At Hougoumont Farm – the château and farmhouse held by the British, also a scene of some of the fiercest fighting of that day, Charles unveiled a memorial commemorating the soldiers who died, of which there were up to 50,000; tens of thousands more were wounded.
The memorial depicts two life-size soldiers struggling to close the farm’s north gate to save it from being overrun by the French. This sculpture, created by Vivienne Mallock, is the first to pay tribute to all British troops.
Soldiers from the Coldstream Guards managed to shut the gate and Wellington later said the outcome of Waterloo ‘turned on the closing of the gates at Hougoumont’.
Prince Charles and Camilla were joined by Charles Wellesley, the 9th Duke of Wellington, a descendent of Arthur Wesley, 1st Duke of Wellington.

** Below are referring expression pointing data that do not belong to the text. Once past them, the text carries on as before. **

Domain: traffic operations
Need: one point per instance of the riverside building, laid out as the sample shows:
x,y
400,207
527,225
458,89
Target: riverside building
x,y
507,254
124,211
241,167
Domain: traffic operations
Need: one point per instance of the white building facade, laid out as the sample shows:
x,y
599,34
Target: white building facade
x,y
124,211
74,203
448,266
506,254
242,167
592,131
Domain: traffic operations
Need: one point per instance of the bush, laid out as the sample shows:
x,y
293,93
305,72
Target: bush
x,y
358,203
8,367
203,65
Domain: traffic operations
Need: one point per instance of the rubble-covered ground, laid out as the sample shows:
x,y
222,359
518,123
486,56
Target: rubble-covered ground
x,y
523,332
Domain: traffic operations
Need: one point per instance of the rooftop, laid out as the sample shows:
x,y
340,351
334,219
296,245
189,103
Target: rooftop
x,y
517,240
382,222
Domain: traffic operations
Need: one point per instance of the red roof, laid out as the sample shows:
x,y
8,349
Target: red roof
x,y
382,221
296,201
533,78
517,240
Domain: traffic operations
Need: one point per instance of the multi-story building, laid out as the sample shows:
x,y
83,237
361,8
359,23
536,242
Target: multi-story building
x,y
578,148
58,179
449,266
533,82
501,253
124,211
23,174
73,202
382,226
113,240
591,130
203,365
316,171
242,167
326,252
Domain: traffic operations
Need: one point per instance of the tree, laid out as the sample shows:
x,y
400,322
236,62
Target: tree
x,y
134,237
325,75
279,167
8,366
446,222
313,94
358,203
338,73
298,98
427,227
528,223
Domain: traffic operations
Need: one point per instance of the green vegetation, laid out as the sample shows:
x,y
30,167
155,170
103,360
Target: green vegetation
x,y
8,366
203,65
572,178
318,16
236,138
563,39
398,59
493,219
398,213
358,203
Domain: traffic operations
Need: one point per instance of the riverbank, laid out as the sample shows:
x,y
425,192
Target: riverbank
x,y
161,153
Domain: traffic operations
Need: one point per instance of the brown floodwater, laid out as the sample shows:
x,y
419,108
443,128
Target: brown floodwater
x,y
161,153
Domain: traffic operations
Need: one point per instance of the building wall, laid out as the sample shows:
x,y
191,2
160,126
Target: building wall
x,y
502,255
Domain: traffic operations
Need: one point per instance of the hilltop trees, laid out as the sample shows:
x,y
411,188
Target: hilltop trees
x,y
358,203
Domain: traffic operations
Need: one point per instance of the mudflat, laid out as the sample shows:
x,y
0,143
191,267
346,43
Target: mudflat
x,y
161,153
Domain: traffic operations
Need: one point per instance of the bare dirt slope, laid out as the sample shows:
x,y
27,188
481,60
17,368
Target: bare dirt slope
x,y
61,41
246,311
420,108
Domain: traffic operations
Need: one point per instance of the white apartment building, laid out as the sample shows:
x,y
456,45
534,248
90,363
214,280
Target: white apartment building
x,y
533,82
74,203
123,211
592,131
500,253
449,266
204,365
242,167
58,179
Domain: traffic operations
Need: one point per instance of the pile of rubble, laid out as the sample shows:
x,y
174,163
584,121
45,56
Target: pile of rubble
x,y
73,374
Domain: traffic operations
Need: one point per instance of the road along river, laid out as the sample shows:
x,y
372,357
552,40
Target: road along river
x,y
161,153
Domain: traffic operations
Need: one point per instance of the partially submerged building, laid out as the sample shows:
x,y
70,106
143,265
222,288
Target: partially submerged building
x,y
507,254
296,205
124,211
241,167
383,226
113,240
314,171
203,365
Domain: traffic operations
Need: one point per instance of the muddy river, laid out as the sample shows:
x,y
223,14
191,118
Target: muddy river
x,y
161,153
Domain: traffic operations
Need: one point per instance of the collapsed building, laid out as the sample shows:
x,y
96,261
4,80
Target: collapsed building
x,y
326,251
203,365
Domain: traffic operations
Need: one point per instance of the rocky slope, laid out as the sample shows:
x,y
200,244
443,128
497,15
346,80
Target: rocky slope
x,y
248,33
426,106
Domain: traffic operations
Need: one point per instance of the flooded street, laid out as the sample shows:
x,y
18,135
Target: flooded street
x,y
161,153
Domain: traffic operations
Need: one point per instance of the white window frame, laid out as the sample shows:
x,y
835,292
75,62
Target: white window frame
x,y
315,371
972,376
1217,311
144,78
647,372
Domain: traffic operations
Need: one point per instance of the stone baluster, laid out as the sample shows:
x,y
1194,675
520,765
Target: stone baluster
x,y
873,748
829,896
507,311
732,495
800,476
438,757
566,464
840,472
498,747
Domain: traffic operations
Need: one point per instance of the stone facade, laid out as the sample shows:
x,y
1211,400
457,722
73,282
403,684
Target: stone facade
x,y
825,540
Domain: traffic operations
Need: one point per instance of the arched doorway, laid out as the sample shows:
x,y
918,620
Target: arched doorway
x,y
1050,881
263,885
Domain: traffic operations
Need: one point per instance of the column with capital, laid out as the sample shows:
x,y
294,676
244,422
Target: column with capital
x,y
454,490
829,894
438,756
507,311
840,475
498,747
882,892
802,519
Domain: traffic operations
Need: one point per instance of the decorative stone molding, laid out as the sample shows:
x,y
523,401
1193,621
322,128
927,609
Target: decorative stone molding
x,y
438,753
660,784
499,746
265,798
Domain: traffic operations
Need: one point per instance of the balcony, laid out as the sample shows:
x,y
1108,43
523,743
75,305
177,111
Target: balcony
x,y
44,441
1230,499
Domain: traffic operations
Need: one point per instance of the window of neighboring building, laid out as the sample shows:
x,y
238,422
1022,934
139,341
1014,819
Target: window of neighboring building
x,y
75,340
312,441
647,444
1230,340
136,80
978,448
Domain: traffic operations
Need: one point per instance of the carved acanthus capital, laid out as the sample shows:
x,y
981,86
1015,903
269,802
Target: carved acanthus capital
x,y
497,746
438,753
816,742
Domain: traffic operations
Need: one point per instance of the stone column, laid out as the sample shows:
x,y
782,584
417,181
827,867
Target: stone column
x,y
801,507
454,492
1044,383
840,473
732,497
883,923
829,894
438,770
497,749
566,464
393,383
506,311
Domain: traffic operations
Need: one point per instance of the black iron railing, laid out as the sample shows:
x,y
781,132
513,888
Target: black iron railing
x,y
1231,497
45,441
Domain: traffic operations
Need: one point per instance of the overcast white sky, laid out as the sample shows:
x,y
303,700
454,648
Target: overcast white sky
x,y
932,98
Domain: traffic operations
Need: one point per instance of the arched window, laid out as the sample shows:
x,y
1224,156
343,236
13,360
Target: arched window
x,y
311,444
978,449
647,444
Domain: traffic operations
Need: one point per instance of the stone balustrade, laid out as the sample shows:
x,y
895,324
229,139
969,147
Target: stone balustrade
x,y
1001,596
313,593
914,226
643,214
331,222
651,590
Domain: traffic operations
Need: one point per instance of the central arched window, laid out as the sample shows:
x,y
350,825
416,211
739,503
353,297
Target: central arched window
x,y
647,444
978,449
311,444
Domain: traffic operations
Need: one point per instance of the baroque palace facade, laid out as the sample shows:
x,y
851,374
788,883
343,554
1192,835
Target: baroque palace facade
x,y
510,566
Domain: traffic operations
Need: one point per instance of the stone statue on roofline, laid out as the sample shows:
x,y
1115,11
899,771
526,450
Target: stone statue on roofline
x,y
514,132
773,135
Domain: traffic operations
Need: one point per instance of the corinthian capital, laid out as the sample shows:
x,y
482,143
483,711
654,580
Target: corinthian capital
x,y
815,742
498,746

The Duke was commander of the allied armies, and with the help of Prussian forces, he defeated Napoleon at the Battle of Waterloo on 18th June 1815.
Barry Van Danzig, a trustee of the Hougoumont restoration project said: ‘The monument to the whole British Army is important. We all hear about Wellington’s victory, but it was the guys on the ground that did it.’
The 9th Duke of Wellington, Prince Nikolaus von Blucher of Prussia and Prince Charles Bonaparte also took part in a symbolic three-way handshake of friendship at the event; they are each relatives of a commander at Waterloo.
Prince Charles and Camilla took a tour of the battlefield with The Duke of Wellington, and Princess Astrid of Belgium, starting at La Belle Alliance Farm, which served as Napoleon’s headquarters.
Camilla’s great-great-great-grandfather, John Whitehill Parson, fought at Waterloo, serving with the 10th Regiment of Light Dragoons.
They also took a tour of Hougoumont, which has undergone a £3m restoration project.
Battle re-enactments will take place this weekend, continuing the commemorative events for Waterloo’s bicentenary, and there will be a national service at London’s St Paul’s Cathedral tomorrow to commemorate the anniversary of the battle.